2011 California Code
Corporations Code
TITLE 2.5. LIMITED LIABILITY COMPANIES [17000 - 17656]
CHAPTER 8. Dissolution
Section 17352


CA Corp Code § 17352 (through 2012 Leg Sess) What's This?

In the event of a dissolution of a limited liability company:

(a) The managers who have not wrongfully dissolved the limited liability company or, if none, the members may wind up the limited liability company s affairs, unless the dissolution occurs pursuant to subdivision (c) of Section 17350, in which event the winding up shall be conducted in accordance with the decree of dissolution. The persons winding up the affairs of the limited liability company shall give written notice of the commencement of winding up by mail to all known creditors and claimants whose addresses appear on the records of the limited liability company.

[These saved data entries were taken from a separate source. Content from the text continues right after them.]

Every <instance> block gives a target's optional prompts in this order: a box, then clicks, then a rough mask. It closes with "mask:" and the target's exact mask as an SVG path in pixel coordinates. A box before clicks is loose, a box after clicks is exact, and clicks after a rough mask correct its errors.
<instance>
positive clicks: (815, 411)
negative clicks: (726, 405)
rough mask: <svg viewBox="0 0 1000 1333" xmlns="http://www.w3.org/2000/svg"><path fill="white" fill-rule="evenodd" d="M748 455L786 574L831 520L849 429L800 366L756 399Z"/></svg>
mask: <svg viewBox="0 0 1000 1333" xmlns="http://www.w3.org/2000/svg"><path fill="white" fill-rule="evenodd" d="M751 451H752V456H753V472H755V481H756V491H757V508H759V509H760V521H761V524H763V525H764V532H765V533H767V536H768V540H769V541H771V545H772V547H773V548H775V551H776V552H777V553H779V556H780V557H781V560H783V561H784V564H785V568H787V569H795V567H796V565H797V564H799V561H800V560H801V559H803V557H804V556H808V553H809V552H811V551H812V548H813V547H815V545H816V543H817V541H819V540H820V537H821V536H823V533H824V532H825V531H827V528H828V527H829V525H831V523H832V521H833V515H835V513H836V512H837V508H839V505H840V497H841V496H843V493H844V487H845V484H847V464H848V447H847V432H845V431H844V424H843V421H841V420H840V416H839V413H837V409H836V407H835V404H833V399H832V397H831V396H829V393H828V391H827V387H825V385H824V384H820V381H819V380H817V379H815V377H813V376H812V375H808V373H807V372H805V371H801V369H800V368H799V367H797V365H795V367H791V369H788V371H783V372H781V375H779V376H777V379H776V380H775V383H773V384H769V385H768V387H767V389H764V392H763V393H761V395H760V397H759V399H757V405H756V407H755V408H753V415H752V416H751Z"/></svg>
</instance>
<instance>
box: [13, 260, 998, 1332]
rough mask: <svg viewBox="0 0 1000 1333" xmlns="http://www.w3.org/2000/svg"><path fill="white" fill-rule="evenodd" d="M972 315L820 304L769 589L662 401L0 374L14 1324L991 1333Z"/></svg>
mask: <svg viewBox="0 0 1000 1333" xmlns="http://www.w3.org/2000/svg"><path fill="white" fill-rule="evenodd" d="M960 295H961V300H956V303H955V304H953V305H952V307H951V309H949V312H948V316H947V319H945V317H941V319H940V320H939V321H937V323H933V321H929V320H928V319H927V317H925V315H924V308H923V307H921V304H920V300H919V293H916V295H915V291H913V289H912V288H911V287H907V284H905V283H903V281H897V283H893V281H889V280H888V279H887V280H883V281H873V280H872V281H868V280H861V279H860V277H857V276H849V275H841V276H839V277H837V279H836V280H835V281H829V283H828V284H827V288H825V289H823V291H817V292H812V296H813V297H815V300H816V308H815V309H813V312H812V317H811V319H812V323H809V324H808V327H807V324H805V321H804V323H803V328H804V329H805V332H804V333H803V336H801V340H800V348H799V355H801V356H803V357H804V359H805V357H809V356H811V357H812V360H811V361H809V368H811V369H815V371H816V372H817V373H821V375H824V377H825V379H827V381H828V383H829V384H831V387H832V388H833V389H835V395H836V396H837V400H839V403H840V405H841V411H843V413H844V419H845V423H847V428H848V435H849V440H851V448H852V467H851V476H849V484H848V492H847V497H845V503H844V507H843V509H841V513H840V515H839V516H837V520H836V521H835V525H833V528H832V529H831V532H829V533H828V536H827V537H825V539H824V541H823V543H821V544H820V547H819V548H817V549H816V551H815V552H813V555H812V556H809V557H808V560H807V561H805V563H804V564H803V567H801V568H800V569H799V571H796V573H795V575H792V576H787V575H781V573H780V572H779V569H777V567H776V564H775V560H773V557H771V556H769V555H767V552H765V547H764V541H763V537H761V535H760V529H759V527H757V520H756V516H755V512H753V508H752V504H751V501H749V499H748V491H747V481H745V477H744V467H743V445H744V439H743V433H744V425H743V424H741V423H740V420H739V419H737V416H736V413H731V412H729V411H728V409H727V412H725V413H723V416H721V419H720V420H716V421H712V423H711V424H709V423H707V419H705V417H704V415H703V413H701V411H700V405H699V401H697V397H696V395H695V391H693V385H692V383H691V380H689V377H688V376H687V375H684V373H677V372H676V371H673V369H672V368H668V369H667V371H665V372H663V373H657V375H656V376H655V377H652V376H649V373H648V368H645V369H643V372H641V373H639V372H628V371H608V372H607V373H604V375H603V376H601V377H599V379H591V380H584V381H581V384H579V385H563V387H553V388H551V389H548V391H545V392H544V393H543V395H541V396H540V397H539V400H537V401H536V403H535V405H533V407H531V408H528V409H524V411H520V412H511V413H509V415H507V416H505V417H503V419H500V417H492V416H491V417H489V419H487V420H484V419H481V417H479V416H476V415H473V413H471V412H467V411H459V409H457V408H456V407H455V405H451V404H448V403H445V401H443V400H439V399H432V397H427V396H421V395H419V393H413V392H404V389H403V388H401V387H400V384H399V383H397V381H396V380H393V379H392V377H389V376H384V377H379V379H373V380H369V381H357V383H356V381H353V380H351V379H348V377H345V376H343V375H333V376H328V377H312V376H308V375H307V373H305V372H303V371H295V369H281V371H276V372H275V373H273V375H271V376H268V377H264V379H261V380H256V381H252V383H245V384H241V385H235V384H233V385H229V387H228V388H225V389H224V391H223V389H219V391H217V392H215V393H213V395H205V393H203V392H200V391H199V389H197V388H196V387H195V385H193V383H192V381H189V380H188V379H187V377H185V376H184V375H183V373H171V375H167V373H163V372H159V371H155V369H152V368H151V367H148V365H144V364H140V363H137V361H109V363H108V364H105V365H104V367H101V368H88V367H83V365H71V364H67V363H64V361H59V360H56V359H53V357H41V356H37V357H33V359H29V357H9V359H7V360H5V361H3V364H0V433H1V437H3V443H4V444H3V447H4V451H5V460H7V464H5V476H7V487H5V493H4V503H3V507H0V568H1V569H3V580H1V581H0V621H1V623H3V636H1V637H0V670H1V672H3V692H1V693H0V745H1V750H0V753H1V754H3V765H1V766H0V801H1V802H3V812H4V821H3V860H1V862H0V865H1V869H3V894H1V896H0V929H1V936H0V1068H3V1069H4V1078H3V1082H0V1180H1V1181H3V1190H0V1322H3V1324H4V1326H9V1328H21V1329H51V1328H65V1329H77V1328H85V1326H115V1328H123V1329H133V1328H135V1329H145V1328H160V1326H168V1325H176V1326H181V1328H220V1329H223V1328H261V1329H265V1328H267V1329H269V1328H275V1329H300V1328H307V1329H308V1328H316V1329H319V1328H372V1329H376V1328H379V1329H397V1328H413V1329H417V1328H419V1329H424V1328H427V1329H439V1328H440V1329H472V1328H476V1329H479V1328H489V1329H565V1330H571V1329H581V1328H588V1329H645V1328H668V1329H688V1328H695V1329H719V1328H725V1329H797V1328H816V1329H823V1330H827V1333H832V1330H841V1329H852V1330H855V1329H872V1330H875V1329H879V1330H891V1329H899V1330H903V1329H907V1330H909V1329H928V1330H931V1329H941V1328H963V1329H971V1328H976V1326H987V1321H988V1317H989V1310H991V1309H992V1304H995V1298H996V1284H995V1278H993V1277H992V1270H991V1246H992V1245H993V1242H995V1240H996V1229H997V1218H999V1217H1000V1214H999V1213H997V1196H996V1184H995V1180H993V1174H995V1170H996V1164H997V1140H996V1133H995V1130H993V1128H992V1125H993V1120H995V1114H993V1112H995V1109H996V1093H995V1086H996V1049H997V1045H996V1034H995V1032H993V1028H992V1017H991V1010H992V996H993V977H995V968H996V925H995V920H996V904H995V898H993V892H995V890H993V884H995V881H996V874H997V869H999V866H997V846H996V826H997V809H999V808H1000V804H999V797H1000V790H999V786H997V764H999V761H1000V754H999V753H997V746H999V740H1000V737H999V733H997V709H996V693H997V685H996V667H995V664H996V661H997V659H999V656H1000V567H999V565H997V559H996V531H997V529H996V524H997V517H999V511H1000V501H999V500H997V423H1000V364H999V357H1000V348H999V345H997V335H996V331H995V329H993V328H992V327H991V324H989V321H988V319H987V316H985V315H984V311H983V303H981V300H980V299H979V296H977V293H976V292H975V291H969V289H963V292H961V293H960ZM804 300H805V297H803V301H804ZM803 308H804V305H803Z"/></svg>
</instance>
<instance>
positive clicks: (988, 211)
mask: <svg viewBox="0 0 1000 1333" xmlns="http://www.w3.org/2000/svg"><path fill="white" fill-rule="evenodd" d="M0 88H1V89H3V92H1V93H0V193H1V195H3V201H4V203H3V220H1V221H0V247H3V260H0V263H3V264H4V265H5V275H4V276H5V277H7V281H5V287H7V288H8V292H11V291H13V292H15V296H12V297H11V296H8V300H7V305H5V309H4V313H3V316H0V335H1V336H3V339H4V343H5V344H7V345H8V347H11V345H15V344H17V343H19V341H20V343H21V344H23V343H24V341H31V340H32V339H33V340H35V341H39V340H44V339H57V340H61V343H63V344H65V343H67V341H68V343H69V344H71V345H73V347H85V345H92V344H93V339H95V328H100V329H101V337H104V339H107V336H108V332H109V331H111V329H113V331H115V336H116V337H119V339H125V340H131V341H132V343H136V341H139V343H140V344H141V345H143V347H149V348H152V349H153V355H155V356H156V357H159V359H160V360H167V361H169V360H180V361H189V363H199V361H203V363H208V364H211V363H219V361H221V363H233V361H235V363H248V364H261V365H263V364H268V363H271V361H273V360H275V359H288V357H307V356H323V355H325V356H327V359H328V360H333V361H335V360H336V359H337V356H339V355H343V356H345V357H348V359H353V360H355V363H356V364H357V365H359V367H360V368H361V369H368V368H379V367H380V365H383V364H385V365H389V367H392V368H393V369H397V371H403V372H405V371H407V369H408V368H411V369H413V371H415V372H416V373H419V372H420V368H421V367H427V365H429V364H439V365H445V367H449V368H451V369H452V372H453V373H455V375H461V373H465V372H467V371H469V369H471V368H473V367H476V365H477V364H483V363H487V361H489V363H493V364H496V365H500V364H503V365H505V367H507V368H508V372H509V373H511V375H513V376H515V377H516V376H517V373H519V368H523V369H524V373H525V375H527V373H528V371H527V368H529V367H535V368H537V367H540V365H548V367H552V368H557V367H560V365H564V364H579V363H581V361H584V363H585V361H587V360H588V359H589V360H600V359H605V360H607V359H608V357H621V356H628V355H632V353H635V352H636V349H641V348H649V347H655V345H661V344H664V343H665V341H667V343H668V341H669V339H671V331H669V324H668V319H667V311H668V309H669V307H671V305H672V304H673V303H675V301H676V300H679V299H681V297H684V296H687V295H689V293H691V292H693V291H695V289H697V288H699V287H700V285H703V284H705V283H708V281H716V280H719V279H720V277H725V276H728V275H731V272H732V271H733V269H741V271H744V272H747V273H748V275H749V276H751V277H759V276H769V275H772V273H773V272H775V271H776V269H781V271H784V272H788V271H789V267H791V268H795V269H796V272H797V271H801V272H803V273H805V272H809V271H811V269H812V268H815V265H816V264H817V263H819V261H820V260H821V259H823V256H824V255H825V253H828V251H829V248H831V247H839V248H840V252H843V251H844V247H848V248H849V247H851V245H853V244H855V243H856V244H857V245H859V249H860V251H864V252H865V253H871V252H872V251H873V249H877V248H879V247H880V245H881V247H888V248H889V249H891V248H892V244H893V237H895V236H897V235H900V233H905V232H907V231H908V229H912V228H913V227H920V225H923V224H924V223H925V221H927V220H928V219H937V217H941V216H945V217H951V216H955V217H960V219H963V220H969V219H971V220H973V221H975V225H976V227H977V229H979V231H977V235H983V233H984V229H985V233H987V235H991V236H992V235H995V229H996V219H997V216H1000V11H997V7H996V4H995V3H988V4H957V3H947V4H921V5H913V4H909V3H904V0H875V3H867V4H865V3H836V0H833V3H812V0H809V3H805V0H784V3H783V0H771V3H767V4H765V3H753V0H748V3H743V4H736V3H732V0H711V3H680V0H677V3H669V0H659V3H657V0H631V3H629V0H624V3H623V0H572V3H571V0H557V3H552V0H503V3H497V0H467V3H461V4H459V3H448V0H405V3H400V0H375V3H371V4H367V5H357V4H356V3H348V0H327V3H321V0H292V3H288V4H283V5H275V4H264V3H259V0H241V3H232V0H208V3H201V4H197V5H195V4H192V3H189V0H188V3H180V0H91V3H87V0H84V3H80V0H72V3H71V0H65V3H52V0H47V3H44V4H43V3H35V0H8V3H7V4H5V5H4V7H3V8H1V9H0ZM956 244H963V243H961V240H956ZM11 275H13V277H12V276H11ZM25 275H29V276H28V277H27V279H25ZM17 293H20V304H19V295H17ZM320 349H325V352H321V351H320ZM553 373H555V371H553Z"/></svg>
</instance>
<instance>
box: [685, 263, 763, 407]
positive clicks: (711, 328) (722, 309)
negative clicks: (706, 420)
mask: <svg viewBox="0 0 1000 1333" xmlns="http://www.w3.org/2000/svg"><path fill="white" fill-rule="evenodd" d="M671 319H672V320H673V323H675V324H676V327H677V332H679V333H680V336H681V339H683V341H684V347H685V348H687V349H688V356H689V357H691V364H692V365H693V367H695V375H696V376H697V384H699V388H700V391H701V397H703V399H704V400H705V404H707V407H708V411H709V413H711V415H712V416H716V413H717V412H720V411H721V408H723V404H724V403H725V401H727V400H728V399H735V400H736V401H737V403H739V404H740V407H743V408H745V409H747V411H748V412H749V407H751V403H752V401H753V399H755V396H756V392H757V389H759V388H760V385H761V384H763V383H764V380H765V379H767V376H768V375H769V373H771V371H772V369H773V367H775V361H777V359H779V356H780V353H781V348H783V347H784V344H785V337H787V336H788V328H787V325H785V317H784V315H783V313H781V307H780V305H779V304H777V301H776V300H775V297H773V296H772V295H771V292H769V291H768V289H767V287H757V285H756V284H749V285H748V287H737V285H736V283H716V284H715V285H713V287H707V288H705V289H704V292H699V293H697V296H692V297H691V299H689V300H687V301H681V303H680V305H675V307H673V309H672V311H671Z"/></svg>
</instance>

(b) Upon the petition of any manager or of any member or members, or three or more creditors, a court of competent jurisdiction may enter a decree ordering the winding up of the limited liability company if that appears necessary for the protection of any parties in interest. The decree shall designate the managers or members who are to wind up the limited liability company s affairs.

(c) Except as otherwise provided in the articles of organization or a written operating agreement, the managers or members winding up the affairs of the limited liability company pursuant to this section shall be entitled to reasonable compensation.

(Amended by Stats. 1998, Ch. 243, Sec. 6. Effective January 1, 1999.)